2:40 am on Dec 2, 2002 (gmt 0)

10+ Year Member

I'm think about extending my robots.txt file to exclude mail harvesting agents due to the amount of email spam I've been getting. I'll also take the opportunity to exclude content harvesters and other bandwidth stealing agents.

I've looked at the WebmasterWorld robots.txt [webmasterworld.com ] for inspiration/guidance and I'm puzzeled by some of the exclusions such as WebmasterWorld Extractor

Also this file appears to differ from the comprehensive robots.txt file that only allows known "nice guy" spiders on the tutorial page - robots4.txt [searchengineworld.com ]. This features some different agents like BlackWidow.

Any suggestions please on a list of "must exclude" agents for a robots.txt file.



4:08 am on Dec 2, 2002 (gmt 0)

WebmasterWorld Senior Member jdmorgan is a WebmasterWorld Top Contributor of All Time 10+ Year Member


Generally speaking, very few robots need to be Disallowed in your robots.txt, for the simple reason that most of the bad ones won't read or honor robots.txt.

As a result, different site owners will use differing criteria to determine which robots to exclude.

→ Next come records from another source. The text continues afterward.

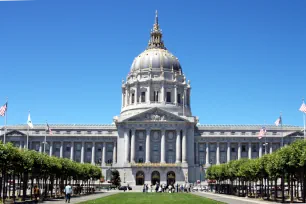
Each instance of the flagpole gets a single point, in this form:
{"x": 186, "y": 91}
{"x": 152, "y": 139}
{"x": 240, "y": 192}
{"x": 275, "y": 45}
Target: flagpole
{"x": 265, "y": 138}
{"x": 28, "y": 135}
{"x": 282, "y": 135}
{"x": 304, "y": 127}
{"x": 183, "y": 105}
{"x": 5, "y": 121}
{"x": 45, "y": 139}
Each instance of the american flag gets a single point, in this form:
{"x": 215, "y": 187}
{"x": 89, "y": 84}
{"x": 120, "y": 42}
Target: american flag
{"x": 3, "y": 109}
{"x": 262, "y": 132}
{"x": 278, "y": 121}
{"x": 48, "y": 129}
{"x": 303, "y": 108}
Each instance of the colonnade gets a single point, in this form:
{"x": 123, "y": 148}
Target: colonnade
{"x": 228, "y": 150}
{"x": 72, "y": 151}
{"x": 181, "y": 146}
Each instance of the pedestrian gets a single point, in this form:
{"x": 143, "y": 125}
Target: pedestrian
{"x": 68, "y": 191}
{"x": 36, "y": 194}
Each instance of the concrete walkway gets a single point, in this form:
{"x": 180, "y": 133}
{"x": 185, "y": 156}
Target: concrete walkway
{"x": 231, "y": 199}
{"x": 82, "y": 198}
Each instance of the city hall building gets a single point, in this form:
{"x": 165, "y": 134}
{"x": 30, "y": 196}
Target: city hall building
{"x": 156, "y": 138}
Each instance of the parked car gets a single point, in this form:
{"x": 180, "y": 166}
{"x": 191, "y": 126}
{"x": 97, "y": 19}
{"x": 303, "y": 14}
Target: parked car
{"x": 124, "y": 188}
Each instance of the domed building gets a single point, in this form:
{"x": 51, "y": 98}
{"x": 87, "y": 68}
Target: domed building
{"x": 155, "y": 138}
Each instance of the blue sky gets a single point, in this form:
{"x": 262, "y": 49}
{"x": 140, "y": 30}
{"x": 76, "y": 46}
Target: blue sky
{"x": 64, "y": 60}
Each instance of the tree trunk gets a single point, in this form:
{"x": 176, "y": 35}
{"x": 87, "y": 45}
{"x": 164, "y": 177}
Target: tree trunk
{"x": 275, "y": 187}
{"x": 291, "y": 189}
{"x": 268, "y": 188}
{"x": 283, "y": 187}
{"x": 4, "y": 182}
{"x": 25, "y": 182}
{"x": 14, "y": 186}
{"x": 304, "y": 185}
{"x": 32, "y": 185}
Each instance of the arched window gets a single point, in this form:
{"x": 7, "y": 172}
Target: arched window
{"x": 140, "y": 176}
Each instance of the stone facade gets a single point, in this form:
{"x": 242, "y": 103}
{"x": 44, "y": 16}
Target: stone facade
{"x": 155, "y": 137}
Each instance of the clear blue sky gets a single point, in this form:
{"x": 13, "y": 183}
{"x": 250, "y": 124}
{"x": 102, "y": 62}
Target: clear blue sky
{"x": 64, "y": 60}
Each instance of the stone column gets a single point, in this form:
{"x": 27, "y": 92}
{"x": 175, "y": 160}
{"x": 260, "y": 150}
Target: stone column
{"x": 51, "y": 148}
{"x": 218, "y": 153}
{"x": 136, "y": 93}
{"x": 163, "y": 147}
{"x": 133, "y": 147}
{"x": 127, "y": 145}
{"x": 93, "y": 151}
{"x": 61, "y": 149}
{"x": 72, "y": 151}
{"x": 82, "y": 152}
{"x": 184, "y": 147}
{"x": 175, "y": 94}
{"x": 103, "y": 154}
{"x": 40, "y": 147}
{"x": 148, "y": 146}
{"x": 162, "y": 94}
{"x": 207, "y": 154}
{"x": 126, "y": 96}
{"x": 196, "y": 156}
{"x": 122, "y": 99}
{"x": 239, "y": 150}
{"x": 178, "y": 146}
{"x": 260, "y": 149}
{"x": 250, "y": 150}
{"x": 115, "y": 153}
{"x": 228, "y": 154}
{"x": 149, "y": 94}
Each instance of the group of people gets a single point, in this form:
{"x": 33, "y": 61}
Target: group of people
{"x": 67, "y": 190}
{"x": 171, "y": 188}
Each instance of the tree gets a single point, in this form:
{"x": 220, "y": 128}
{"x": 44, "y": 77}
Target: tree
{"x": 115, "y": 179}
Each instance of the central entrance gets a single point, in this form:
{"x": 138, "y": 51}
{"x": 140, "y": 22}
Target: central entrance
{"x": 170, "y": 178}
{"x": 155, "y": 177}
{"x": 139, "y": 178}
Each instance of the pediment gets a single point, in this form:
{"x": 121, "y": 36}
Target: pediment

But even the worst of the ones that do honor robots.txt are just a nuisance. They spider your site with a specific purpose - as stated by the owners - that has nothing to do with your site. So they're just wasting their time and your bandwidth.

To exclude the truly bad ones, you'll need to exclude them by user-agent or by IP address range. There is much on-going discussion of this in the Tracking and Logging and Search Engine Spider Identification forums. If you really want to absolutely avoid bad bots going through your site, you'll be disappointed - the best you can really do is block the known ones and try to trap the unknown ones. But it's never 100%.

To protect your e-mail address, I suggest forms-based e-mail, with the template files inaccessible via HTTP. If you put your e-mail address on your site in plain text, it'll be harvested immediately. If you "obscure" it using JavaScript, it may be safe for awhile, and certainly safe from most harvesters. The problem comes in because there will be a JavaScript-savvy harvester (or even a real human!) come through some day, and your e-mail address will be duly noted and then be sold to all bidders. Just my opinion, but if you're in your site for the long term, use forms-based mail and do it before you publish your site. And use a different address for all other correspondence (personal e-mails, jokes, etc.) - These addresses get forwarded endlessly by unknowing friends, and due to the "seven degrees of separation" rule, you can bet that a friend of a friend (seven times) is an e-mail spammer.

Some of the following bots will obey robots.txt. However, there may also be copy-cats that use the same user-agent that will ignore these disallows; They need to be blocked with other methods.

Here's my current list, just for starters:

User-agent: BlogBot
Disallow: /

User-agent: psbot
Disallow: /

User-agent: rabaz
Disallow: /

User-agent: rico
Disallow: /

User-agent: RPT-HTTPClient
Disallow: /

User-agent: TurnitinBot
Disallow: /

User-agent: Lachesis
Disallow: /

User-agent: ScoutAbout
Disallow: /



5:06 am on Dec 2, 2002 (gmt 0)

10+ Year Member

Thanks Jim, very helpful - especially the email advice.

I must be losing it - just realise I started a similar thread at [webmasterworld.com ] & the replies there made it clear more robust exclusion rather than robots.txt neede to keep out the bad boys.